FEUILLETON SPORTIF Les SA Vierzon vont retrouver, hors miracle de dernière minute, le championnat de division d’Honneur, après plus de 70 ans de bail ininterrompu en Nationale. C’est depuis la saison 1948-1949 que le club de rugby de la deuxième ville du Cher, né en 1941 et en filiation directe du Sporting et du Club Olympique, évoluait au minimum au premier niveau national. Le gracayais Mario Sandona était de ceux qui avaient fait franchir les derniers échelons…
Après lui, la race sera éteinte. Celle des guerriers plutôt que des grandes envolées. Celle d’un jeu où l’évitement était accessoire. Celle où le football-rugby avait tout son sens de sport de contact sur des terrains qui n’avaient souvent de pelouse que le nom. Celle où l’on faisait la tenaille sur le demi de mêlée et le moindre porteur du ballon. Celle du « pied, pied, pied » pour porter loin le ballon dans la boue et sous les déluges, d’eau ou de châtaignes. Sans s’en rendre compte, le dribbling était le premier mot anglais connut par les joueurs de ce temps là. On vivait le rugby plutôt qu’on le jouait. Le maillot pouvait être sacré pour beaucoup. L’enveloppe pouvait l’être autant pour d’autres. Un dinosaure vous dirons les uns. Un roc, vous répondront les autres. Né en Italie, dans la région du Tyrol Italien, à Roncero, son père et toute la famille avait rejoint Foëcy après un transit par Moulins-sur-Allier. Le foot d’abord, dans la citée des porcelainiers, avec ses frères, des guerriers des terrains aussi. Le rugby ensuite, à Vierzon, au SA Vierzon tout neuf, tout beau, né au cœur de la guerre. Mario Sandona, assis face à la table de cuisine, raconte son rugby, celui de ceux qui ont connu l’accession au championnat d’Excellence, le premier niveau national en 1948. La tête est toujours pleine de souvenirs d’ovale, de tous ces matches, de ses matches comme joueurs, de ses matches d’entraîneurs, de ses matches d’éducateurs et de ceux de dirigeants, de ces rendez-vous réussis et de ces autres manqués, de ses gamins devenus grands, devenus les siens au fil des entraînements et des joutes du jeudi après-midi. La bouche un peu empâtée par des problèmes de dentiers. La saison des SA Vierzon, il l’a suivie par les journaux, « un peu, parce qu’y a plus grand-chose … » La descente de son vieux club en Honneur c’est un coup dur pour lui qui était de l’équipe qui avait quitté les championnats domestiques pour entrer dans le National. La dernière fois que les bleu et blanc étaient à ce niveau-là, c’était lors de la saison 1947-1948. Homme de base, il était à la pile alors, son nez écrasé en a conservé le souvenir. Ce stade de la compétition Honneur, aucun joueur vierzonnais ne l’a connu. Il n’existait pas encore. En septembre prochain, même avec les départs inhérents à ce genre de situation, ils devraient être plus nombreux …

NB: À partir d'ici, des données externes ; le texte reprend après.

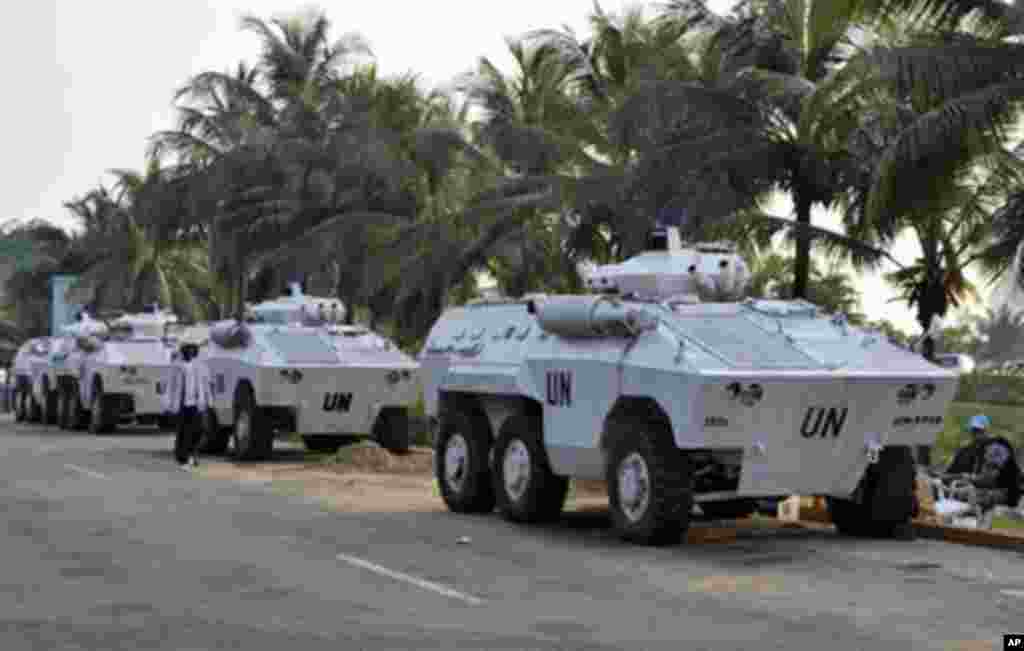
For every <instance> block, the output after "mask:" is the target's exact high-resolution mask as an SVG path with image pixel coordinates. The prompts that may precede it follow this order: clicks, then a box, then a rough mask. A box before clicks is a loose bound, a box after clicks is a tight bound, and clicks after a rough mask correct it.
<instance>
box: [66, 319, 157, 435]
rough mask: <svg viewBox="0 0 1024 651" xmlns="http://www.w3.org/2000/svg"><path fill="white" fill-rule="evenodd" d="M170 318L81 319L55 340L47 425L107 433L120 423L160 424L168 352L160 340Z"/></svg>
mask: <svg viewBox="0 0 1024 651" xmlns="http://www.w3.org/2000/svg"><path fill="white" fill-rule="evenodd" d="M175 320H176V319H175V317H174V315H172V314H167V313H163V312H160V311H158V310H153V311H151V312H145V313H141V314H126V315H123V316H121V317H119V318H118V319H116V320H114V321H113V322H112V323H110V324H108V323H106V322H102V321H98V320H94V319H92V318H91V317H90V316H89V315H88V314H83V315H82V316H81V318H80V320H79V321H77V322H75V323H73V324H71V326H68V327H66V328H65V331H63V333H62V334H61V336H60V337H58V338H55V342H56V343H55V344H54V345H53V346H52V352H51V354H50V356H49V360H48V367H47V371H46V379H47V380H48V386H49V387H50V395H51V401H52V404H53V409H52V414H53V415H52V417H51V422H53V423H56V424H58V425H60V427H61V428H63V429H84V428H88V429H89V431H91V432H93V433H97V434H98V433H105V432H111V431H113V430H114V429H116V428H117V426H118V425H120V424H122V423H129V422H135V423H138V424H142V425H162V426H166V425H167V423H166V422H164V420H163V418H162V417H163V396H162V392H163V388H164V387H166V386H167V384H168V379H169V377H170V375H169V374H170V371H171V350H170V347H169V346H168V345H167V344H166V343H165V342H164V341H163V339H162V334H163V332H164V329H165V327H166V324H167V323H171V322H174V321H175Z"/></svg>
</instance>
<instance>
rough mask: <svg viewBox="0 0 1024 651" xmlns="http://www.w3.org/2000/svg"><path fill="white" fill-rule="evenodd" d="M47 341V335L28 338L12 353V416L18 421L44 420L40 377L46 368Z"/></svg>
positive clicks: (41, 392)
mask: <svg viewBox="0 0 1024 651" xmlns="http://www.w3.org/2000/svg"><path fill="white" fill-rule="evenodd" d="M49 343H50V338H48V337H39V338H36V339H30V340H29V341H27V342H25V343H24V344H22V346H20V348H18V350H17V353H16V354H15V355H14V368H13V372H14V418H15V419H16V420H17V421H18V422H27V423H41V422H43V420H44V409H45V406H46V399H45V396H44V394H43V392H42V383H41V381H40V379H41V375H42V373H43V372H44V371H45V368H46V363H47V362H46V356H47V355H48V354H49V345H50V344H49Z"/></svg>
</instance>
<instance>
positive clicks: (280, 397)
mask: <svg viewBox="0 0 1024 651" xmlns="http://www.w3.org/2000/svg"><path fill="white" fill-rule="evenodd" d="M247 329H248V332H249V341H248V342H247V343H245V344H244V345H239V346H236V347H234V348H225V347H223V346H221V345H219V344H217V343H216V341H214V340H211V348H210V351H209V352H208V355H207V359H206V362H205V363H206V364H207V367H208V368H209V371H210V377H211V382H212V385H213V388H214V390H213V396H214V406H215V413H216V418H217V422H218V427H226V426H228V425H233V430H234V436H236V447H237V451H239V450H249V451H239V454H240V457H243V458H247V459H261V458H265V457H266V455H268V454H269V453H270V451H271V447H272V443H271V441H272V439H273V437H274V436H275V435H285V434H291V433H298V434H300V435H302V436H303V438H304V439H305V441H306V444H307V445H308V446H309V447H311V448H314V449H317V450H330V449H337V448H338V447H339V446H340V445H341V444H342V443H343V442H345V441H346V440H347V437H350V436H361V435H366V434H370V435H371V436H372V437H374V438H375V439H377V440H378V442H380V443H381V444H382V445H384V446H385V447H388V448H390V449H396V450H398V449H406V448H408V446H409V420H408V407H409V405H411V404H412V403H413V402H415V400H416V397H417V388H416V384H415V375H414V372H415V370H416V364H415V362H411V360H409V359H408V358H406V357H404V356H403V355H401V354H400V353H399V352H398V351H387V350H383V349H382V350H380V351H378V352H377V353H376V354H374V351H373V350H372V348H374V346H373V344H374V343H375V342H370V341H369V340H367V339H366V338H364V340H362V341H361V343H360V342H356V341H350V342H347V343H342V342H339V341H336V336H334V335H331V334H330V333H329V332H328V330H326V329H324V328H319V327H299V326H293V324H281V326H272V324H266V323H262V324H251V326H248V327H247ZM240 422H241V438H242V439H243V440H242V441H241V442H240V441H239V440H238V439H239V431H240V430H239V423H240Z"/></svg>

Première licence de rugby en 1947
En 1948, Mario avait 23 ans et avait signé sa première licence de rugby l’année d’avant. 25 années consécutives, le carton officiel de la FFR sera signé sous le nom des SAV. Même quand la scission a eu lieu, au milieu des années 50 et que, par la force des choses, deux clubs, deux clans se sont opposés dans la deuxième ville du Cher. Lui est resté fidèle à son premier club d’ovalie. Fidèle pour jouer mais aussi entraîner et emmener en finale du championnat de France Frantz-Reichel, réservé aux juniors, une équipe saviste. C’était en 1960. Fidèle pour avoir modelé plusieurs dizaines de joueurs au sein de l’école de rugby. Fidèle pour ajouter du blanc au bleu du ciel saviste. Avec les SAV, c’est une histoire d’amour. Et comme chacun sait, les histoires d’amour finissent mal … En 1972, il a alors démissionné parce que les dirigeants d’alors n’avaient pas une politique sportive conforme à ses aspirations.

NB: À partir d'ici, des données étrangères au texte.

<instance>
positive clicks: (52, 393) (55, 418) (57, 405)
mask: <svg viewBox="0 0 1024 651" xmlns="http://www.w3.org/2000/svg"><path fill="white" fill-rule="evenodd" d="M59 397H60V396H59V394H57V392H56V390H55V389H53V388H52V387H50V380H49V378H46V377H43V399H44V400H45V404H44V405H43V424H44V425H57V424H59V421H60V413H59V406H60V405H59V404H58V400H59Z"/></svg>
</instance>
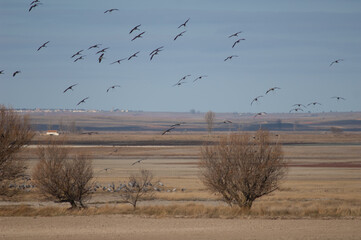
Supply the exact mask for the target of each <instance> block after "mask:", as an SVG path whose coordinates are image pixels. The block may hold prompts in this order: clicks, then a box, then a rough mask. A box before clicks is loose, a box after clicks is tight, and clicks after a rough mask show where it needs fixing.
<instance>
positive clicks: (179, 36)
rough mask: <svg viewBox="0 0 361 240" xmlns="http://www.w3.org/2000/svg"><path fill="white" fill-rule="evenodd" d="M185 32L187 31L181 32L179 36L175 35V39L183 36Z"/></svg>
mask: <svg viewBox="0 0 361 240" xmlns="http://www.w3.org/2000/svg"><path fill="white" fill-rule="evenodd" d="M185 32H187V31H183V32H181V33H179V34H178V35H177V36H175V38H174V39H173V41H175V40H177V38H179V37H180V36H183V33H185Z"/></svg>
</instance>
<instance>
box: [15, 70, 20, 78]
mask: <svg viewBox="0 0 361 240" xmlns="http://www.w3.org/2000/svg"><path fill="white" fill-rule="evenodd" d="M18 73H21V71H16V72H14V73H13V77H15V76H16V74H18Z"/></svg>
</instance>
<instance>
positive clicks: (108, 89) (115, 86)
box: [107, 85, 120, 92]
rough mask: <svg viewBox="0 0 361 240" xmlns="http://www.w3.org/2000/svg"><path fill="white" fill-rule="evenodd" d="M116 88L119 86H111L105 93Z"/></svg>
mask: <svg viewBox="0 0 361 240" xmlns="http://www.w3.org/2000/svg"><path fill="white" fill-rule="evenodd" d="M116 87H120V85H113V86H111V87H109V88H108V89H107V92H109V90H110V89H114V88H116Z"/></svg>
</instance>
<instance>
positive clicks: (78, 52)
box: [71, 50, 84, 58]
mask: <svg viewBox="0 0 361 240" xmlns="http://www.w3.org/2000/svg"><path fill="white" fill-rule="evenodd" d="M82 51H84V50H80V51H77V52H76V53H75V54H73V56H71V58H73V57H75V56H78V55H80V53H81V52H82Z"/></svg>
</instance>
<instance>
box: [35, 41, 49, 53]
mask: <svg viewBox="0 0 361 240" xmlns="http://www.w3.org/2000/svg"><path fill="white" fill-rule="evenodd" d="M49 42H50V41H47V42H45V43H43V45H41V46H40V47H39V48H38V51H39V50H40V49H42V48H44V47H46V44H48V43H49Z"/></svg>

Pourtant, même après avoir créé le Foëçy Ovale Club, Mario a toujours eu un regard sur ce qui se passait à Constant-Duval, le stade originel, puis à Robert-Barran, le nouveau stade. Les montées, les descentes, il les a suivies d’un œil averti. Pas pour jalouser. Pas pour revenir. Pas pour pérorer ou critiquer. Non, non ! Parce que c’est comme ça quand on aime …
Alors, la descente saviste en Honneur, ce sont quelques larmes de souvenirs qui perlent sur un visage empreint de tendresse pour son amour de jeunesse, marqué aussi par des mêlées entre hommes et par un rugby aux valeurs d’antan.